Instead of flagging what is AI and what isn't, Google likes to showcase content that follows EEAT guidelines to its users—E-E-A-T stands for expertise, experience, authoritativeness, and trustworthiness.

However, using automation, like AI, to create SEO content solely for the purpose of manipulating search rankings is against Google’s spam policies, and you could be penalized. Google gives more guidance here.

So even if Google doesn’t “punish” AI-assisted or AI-generated content explicitly at this point, unless it seems crafted to manipulate search rankings, they will reward original or high-quality content.

Hold up...

What if your stakeholders shy away from AI content and require the use of AI detectors, even for original, human-written content?

If Google isn’t penalizing AI-assisted content that meets EEAT guidelines, what is a marketer to do in this situation? (More on that later in this article.)

READ MORE:

Do AI detectors work? 5 tools tested to answer the question

Below, I ran a few tests using content from this article to determine if AI detection tools are accurate.

The 5 tools I use below are often recommended to clients who reach out to us for AI detection support.

(Although our team does the disclaimer that we feel AI writing detectors are unreliable, these are some of the most trusted our team has found.)

I used free accounts for each of these tests below, and I have not received any payment to include them.

However, while I didn’t test turnitin, gptzero, and copyleaks, I’ve also heard that some folks like to use these for their checks.

If you’ve tested a tool extensively and found it has reliable results, connect with me on LinkedIn and let me know (send screenshots!).

Quick note: This guide has no affiliate links to AI content writing tools or generative AI content detector tools, and I’m not selling any courses or templates. It’s purely educational content to support you and your team.

If you’re not an SEO or content marketing professional, you might still find value here, especially if you’re checking student work for academic integrity. For more on that, consider this MIT article on the topic for those in school settings or higher education.

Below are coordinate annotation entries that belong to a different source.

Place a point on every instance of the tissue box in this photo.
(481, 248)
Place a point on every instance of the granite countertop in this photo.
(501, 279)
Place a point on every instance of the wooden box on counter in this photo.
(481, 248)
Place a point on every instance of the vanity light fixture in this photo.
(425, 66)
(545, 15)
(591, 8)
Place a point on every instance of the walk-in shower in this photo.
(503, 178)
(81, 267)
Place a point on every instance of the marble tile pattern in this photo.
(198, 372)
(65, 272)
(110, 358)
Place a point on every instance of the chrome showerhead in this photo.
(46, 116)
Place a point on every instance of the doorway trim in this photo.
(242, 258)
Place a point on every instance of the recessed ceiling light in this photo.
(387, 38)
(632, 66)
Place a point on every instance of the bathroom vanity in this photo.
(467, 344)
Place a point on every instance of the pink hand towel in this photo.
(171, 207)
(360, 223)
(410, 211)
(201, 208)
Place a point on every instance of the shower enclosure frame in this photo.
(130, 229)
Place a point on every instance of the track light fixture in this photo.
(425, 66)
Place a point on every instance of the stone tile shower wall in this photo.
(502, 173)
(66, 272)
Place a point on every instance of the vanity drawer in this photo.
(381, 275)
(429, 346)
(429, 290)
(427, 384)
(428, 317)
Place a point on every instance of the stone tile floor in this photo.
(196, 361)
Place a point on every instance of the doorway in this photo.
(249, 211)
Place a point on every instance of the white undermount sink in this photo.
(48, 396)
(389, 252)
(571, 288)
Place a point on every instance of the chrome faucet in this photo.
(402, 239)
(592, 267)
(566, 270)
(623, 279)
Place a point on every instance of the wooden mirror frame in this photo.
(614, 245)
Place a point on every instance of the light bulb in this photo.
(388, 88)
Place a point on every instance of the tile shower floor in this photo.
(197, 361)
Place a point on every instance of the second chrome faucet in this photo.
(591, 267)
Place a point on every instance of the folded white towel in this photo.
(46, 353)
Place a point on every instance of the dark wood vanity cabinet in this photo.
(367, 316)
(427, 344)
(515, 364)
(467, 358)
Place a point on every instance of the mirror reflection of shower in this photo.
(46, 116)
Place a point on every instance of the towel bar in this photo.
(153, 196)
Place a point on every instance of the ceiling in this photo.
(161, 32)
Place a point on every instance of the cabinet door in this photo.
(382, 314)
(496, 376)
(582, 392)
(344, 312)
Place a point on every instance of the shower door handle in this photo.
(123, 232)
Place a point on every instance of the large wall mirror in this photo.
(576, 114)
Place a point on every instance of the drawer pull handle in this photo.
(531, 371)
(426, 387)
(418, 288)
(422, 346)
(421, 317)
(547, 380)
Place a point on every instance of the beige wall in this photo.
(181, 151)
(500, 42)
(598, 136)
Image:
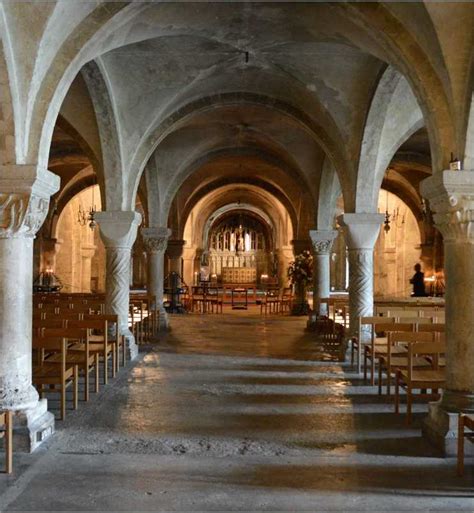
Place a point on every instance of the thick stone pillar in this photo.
(451, 196)
(87, 252)
(24, 204)
(175, 253)
(156, 240)
(49, 251)
(189, 256)
(322, 243)
(118, 230)
(361, 232)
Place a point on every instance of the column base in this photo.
(31, 427)
(163, 319)
(131, 343)
(440, 428)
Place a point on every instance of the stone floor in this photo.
(236, 412)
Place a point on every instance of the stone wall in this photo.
(80, 260)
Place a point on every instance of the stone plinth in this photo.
(24, 204)
(451, 196)
(322, 243)
(156, 241)
(360, 232)
(118, 230)
(175, 253)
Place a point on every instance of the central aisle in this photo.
(236, 412)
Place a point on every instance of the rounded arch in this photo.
(394, 116)
(429, 84)
(332, 146)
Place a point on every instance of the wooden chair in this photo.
(411, 378)
(215, 300)
(464, 421)
(54, 374)
(271, 301)
(378, 346)
(99, 342)
(396, 354)
(6, 420)
(79, 352)
(358, 344)
(287, 300)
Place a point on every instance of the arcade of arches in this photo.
(219, 141)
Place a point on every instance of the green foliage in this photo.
(301, 269)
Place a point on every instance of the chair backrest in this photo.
(433, 349)
(435, 327)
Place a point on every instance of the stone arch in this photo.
(102, 98)
(78, 47)
(394, 115)
(469, 152)
(429, 84)
(333, 145)
(9, 97)
(329, 192)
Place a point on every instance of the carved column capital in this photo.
(156, 239)
(322, 240)
(451, 197)
(175, 248)
(361, 230)
(118, 229)
(24, 199)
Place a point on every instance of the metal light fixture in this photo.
(87, 217)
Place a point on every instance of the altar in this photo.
(239, 275)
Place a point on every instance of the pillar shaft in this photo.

Test #1: Giant Language Model Test Room (GLTR)

GLTR is one of Clearscope founder Bernard Huang’s favorites.

It “detects” AI content, but not in the way that many content marketers might expect, since it doesn't give you a percentage reading or “pass/fail” grade.

The free GLTR demo allows you to visually analyze text to check if it was generated by a language model or written by a human.

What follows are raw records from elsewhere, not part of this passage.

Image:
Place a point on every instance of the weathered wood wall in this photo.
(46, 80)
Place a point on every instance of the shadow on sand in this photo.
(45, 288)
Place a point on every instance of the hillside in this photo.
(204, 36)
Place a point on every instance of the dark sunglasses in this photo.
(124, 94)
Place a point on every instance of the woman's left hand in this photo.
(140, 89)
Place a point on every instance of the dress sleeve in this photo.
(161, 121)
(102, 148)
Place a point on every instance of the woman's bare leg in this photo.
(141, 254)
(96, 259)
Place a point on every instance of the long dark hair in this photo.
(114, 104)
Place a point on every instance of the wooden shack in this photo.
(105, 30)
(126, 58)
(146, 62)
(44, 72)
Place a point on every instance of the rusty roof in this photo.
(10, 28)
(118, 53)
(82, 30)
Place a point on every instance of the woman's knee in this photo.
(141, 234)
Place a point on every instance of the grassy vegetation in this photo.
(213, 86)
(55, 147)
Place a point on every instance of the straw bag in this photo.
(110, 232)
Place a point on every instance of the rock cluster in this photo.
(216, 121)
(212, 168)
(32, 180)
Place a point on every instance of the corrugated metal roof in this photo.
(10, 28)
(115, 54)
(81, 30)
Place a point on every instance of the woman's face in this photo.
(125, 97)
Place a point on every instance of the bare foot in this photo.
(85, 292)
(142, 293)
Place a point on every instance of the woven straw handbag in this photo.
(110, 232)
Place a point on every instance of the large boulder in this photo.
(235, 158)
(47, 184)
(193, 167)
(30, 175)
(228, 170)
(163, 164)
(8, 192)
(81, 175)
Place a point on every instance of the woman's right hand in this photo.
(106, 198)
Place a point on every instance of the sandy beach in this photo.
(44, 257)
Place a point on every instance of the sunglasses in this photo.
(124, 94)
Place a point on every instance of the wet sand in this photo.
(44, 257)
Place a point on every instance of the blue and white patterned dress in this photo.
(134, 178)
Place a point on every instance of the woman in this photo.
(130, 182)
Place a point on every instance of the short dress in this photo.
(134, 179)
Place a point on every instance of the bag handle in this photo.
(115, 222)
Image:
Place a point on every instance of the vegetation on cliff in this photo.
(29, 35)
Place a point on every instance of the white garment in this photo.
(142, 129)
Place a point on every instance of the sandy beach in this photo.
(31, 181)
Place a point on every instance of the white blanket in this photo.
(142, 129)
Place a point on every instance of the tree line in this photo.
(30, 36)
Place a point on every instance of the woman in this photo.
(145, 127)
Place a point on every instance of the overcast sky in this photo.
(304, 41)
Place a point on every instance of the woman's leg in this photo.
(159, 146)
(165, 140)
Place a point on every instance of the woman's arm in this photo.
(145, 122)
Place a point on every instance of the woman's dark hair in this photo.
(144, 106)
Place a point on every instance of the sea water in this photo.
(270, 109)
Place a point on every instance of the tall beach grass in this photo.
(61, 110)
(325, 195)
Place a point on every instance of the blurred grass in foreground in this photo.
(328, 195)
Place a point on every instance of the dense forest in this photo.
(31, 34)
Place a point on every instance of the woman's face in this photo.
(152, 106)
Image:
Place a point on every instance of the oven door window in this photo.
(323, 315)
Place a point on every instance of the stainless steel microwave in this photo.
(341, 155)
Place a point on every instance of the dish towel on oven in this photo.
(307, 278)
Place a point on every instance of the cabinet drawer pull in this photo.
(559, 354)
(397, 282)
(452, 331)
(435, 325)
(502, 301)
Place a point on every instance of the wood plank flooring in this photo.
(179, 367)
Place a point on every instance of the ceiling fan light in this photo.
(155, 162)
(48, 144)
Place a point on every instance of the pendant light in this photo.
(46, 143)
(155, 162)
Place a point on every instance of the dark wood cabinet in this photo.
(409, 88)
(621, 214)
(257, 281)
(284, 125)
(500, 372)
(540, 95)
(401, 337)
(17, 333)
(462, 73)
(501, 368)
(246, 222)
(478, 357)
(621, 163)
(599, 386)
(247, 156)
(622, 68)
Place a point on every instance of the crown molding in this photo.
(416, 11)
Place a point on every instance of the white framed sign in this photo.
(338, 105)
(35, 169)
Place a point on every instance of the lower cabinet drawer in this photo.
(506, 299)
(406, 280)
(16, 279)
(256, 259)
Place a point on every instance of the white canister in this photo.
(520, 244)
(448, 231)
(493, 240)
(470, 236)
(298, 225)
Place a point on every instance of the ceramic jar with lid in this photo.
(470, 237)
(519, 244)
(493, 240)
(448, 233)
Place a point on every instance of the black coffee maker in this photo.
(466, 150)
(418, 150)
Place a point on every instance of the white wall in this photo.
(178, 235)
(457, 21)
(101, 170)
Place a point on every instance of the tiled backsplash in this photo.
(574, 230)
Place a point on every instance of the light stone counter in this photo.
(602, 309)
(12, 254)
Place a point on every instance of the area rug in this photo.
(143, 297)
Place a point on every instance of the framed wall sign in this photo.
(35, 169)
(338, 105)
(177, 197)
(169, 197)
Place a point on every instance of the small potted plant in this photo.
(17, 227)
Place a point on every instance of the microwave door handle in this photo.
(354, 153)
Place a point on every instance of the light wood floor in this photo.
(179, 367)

It’s a joint project by Hendrik Strobelt, Sebastian Gehrmann, and Alexander Rush from the MIT-IBM Watson AI Lab and Harvard NLP. (Thanks y’all!)

Here’s how it works: You drop in your copy, and the presence of more red and purple occurrences equals more human-like intervention.
But here’s the problem: I dropped in my human-crafted introduction to this article... and look at these results. There’s very little red and purple indicators of human-like writing. And when I dropped in my AI-generated conclusion to this article? I got about the same results.

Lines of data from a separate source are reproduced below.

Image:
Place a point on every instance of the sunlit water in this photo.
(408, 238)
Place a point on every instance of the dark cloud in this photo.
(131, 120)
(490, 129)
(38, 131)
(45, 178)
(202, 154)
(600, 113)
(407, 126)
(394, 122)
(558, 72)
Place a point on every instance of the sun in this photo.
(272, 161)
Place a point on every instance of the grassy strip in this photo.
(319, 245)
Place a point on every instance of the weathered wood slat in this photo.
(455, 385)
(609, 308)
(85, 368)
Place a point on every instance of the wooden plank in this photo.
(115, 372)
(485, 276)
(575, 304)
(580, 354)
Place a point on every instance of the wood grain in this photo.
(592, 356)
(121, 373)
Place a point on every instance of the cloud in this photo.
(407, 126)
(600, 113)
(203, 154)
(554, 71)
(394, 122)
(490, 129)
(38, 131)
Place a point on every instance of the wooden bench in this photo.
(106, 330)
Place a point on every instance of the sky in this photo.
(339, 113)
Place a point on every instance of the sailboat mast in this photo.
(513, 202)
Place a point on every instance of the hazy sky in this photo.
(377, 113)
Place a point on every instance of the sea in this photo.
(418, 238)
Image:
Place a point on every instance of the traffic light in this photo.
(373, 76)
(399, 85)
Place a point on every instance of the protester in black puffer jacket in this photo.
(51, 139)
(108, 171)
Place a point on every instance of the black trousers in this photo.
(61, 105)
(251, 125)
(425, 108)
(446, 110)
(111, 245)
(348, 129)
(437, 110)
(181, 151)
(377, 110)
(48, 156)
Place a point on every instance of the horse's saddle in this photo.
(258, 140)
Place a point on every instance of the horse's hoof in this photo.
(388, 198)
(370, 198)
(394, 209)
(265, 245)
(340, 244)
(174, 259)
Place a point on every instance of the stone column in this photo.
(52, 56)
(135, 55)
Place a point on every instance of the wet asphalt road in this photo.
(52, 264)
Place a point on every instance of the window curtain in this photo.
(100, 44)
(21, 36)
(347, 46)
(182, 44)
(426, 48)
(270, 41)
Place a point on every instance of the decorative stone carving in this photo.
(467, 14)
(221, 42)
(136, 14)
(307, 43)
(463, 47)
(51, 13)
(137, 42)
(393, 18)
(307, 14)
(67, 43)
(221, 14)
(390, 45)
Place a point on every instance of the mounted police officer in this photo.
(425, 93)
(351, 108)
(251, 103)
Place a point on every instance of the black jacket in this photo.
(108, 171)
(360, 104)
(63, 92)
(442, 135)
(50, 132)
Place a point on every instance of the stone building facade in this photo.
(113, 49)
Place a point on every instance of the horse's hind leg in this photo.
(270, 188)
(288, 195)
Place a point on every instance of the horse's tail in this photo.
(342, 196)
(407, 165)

**GLTR test #1:** My **human-written introduction text** doesn't show very much human intervention, as indicated by red and purple occurrences.

I promise you, I’m a real human and not a natural language processing (NLP) content generator — and I actually wrote that introduction myself.

(Although, semantically and technically, all human writers are living, breathing NLPs. But that’s besides the point here.)

Here’s a piece of purely AI-generated copy dropped into the same tool—this is the AI-generated conclusion for the first draft of this article.

**GLTR test #2:** My AI-generated conclusion text shows approximately the same result.

If I was required to give these results as proof to stakeholders that I wrote or contributed to this content, how would this serve them?

It wouldn’t.

While this tool is pretty neat and can give us some insights, it’s not a reliable measurement of AI writing vs. human writing.

Test #2: Originality.AI

I personally like Originality.AI myself because it also has a plagiarism checker.

And it’s a good way to ensure any research incorporated in a draft is properly sourced with citations if you’re working with junior writers.

Here’s how it scores your content: Green indicates original, human-written text, while red indicates AI-written text.

It boasts being the “most accurate AI detector,” but it also had a false reading when I did my test.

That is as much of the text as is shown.